Çevre ve Doğa Temalı Kuruluşlar
Ne kadar gerçekçi olduklarını göstermek için bisikleti de kullansalar iyi olur. Ben pek göremedim. Fikrimde hatalı mıyım bilmiyorum. Samimiyet göstergesi olarak bisiklet kullansalar iyi olur diye düşünüyorum. Sıfır karbondioksit. Kürk giyen bayanlar daima olacak. Onlar bin taneyse biz bir milyonuz demenin yolu tuhaf ama bisikletle gidiliyor

Eşimizle Sürerek
Beyler biliyorsunuz hanımlar da bisiklet kullanabiliyor. Eşimizin de bu zevkli sporu yapmaya hakkı var. Eşle beraber yapılan sürüş bisiklet tanıtımının güzel bir örneğidir. Birlikte bisiklet sürmenin keyfini size anlatamam. Bir de piknik yaptı mı deyme keyfime gitsin. Özellikle Doğuda bir kaç ilde bisikletli bayan ne yazık ki hiç görememiştim.

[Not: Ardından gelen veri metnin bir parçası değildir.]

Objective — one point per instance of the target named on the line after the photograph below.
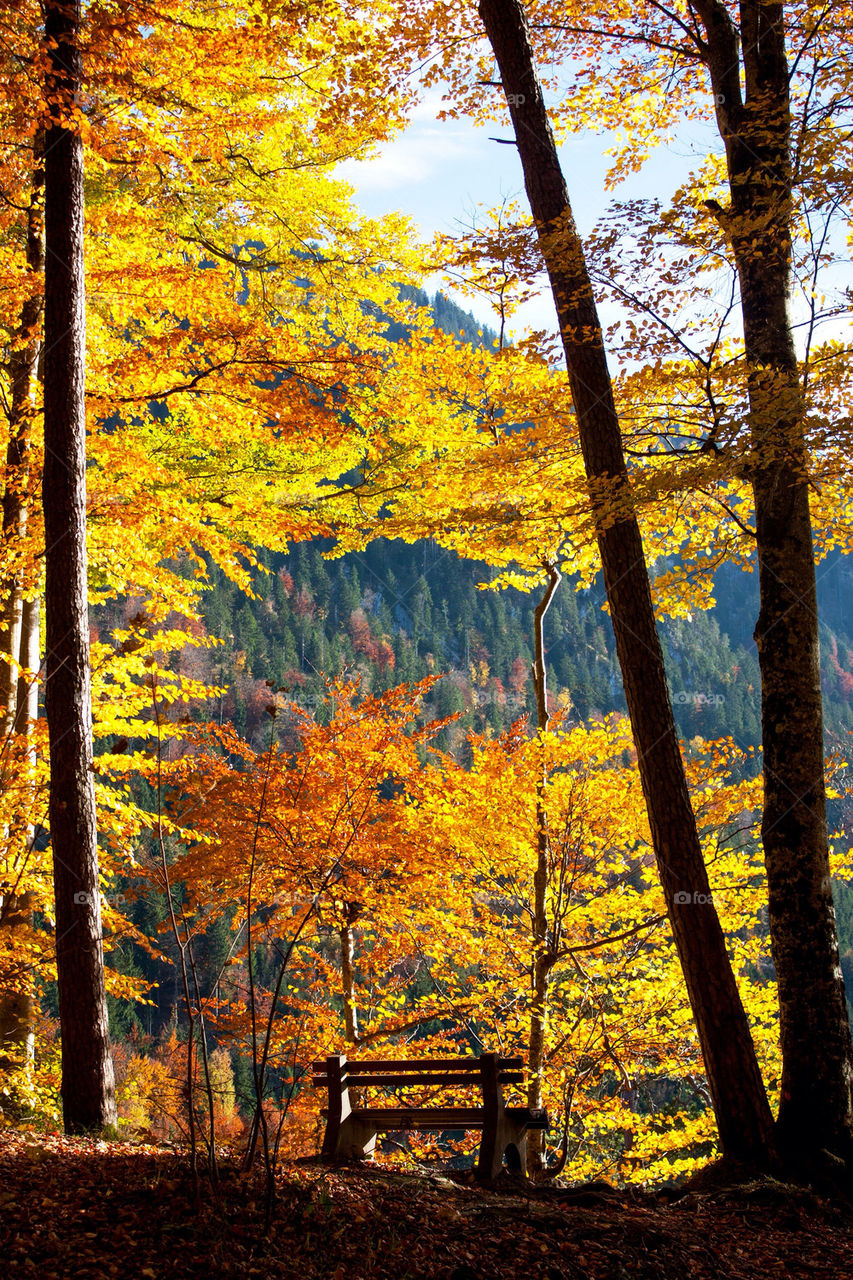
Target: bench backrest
(391, 1072)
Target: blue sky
(438, 172)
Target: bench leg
(506, 1139)
(356, 1139)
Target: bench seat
(351, 1130)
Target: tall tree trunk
(19, 616)
(87, 1087)
(739, 1100)
(543, 955)
(17, 1008)
(816, 1107)
(23, 364)
(347, 986)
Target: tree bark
(739, 1100)
(23, 365)
(542, 960)
(19, 698)
(347, 986)
(816, 1107)
(87, 1086)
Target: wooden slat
(398, 1082)
(424, 1064)
(357, 1078)
(422, 1118)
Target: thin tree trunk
(743, 1115)
(347, 986)
(23, 364)
(19, 616)
(542, 944)
(17, 1033)
(816, 1107)
(87, 1086)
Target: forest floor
(85, 1208)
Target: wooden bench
(351, 1130)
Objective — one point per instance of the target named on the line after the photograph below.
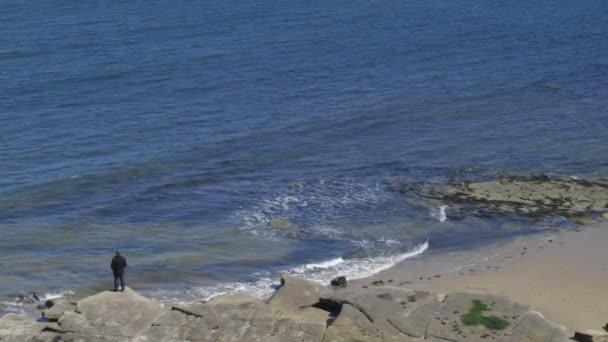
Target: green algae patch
(476, 317)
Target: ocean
(179, 132)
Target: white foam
(440, 213)
(311, 206)
(321, 272)
(325, 264)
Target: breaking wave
(321, 272)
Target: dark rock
(591, 336)
(339, 282)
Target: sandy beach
(562, 275)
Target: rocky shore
(534, 196)
(299, 311)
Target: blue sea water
(177, 131)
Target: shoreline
(561, 274)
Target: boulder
(17, 328)
(591, 336)
(297, 293)
(338, 282)
(58, 309)
(352, 325)
(118, 314)
(293, 307)
(532, 328)
(236, 317)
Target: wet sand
(562, 275)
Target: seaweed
(476, 317)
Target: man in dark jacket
(119, 263)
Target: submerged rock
(280, 223)
(532, 196)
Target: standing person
(119, 263)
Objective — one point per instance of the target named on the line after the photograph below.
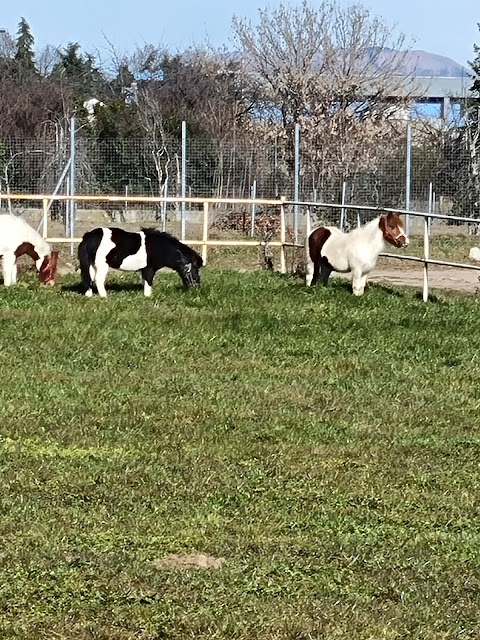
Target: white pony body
(330, 249)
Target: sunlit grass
(326, 447)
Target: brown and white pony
(17, 238)
(329, 249)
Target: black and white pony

Yine de bu noktada bana katılmayanları saygıyla karşılarım.

Bisiklet Hırsızlığına Karşı Koyarak
İnsanların zihinlerinde bisiklet alırsam çalınır gibi bir algı var. Bu algıyı yıkmak gerekiyor. Benim şifreli bir kilidim var ve her zaman kilitlerim. Evde de bisikletimi balkonuma kadar çıkarıyorum. Şükür hiç çalınmadı. Çalınır diye arabaya binmeyen kişi göremezsiniz. O halde bu algıyı yıksak iyi olur. Son olarak eğer böyle bir durumla karşılaşırsanız bir zahmet faturasıyla beraber Polis Merkezlerine gidin. Müracaatın çoğalması durumunda bu iş için yeni ekiplerin görevlendirileceğine emin olabilirsiniz.

Yerli Malı Kullanarak
Bugün yabancı bir markayı 150 lira yerine 100 liraya alıyorsak yerli malı sayesinde olduğunu biliyorsunuz. Bisikletlerin %90'ı Tayvan ve Çin'de yapıldığına göre bizim yerli mallarını burada imal edilmiyor diye kötülemenin bir anlamı yok. ayrıca iyi bisiklet yapmanın hakkını veren çok iyi firmalarımız da var.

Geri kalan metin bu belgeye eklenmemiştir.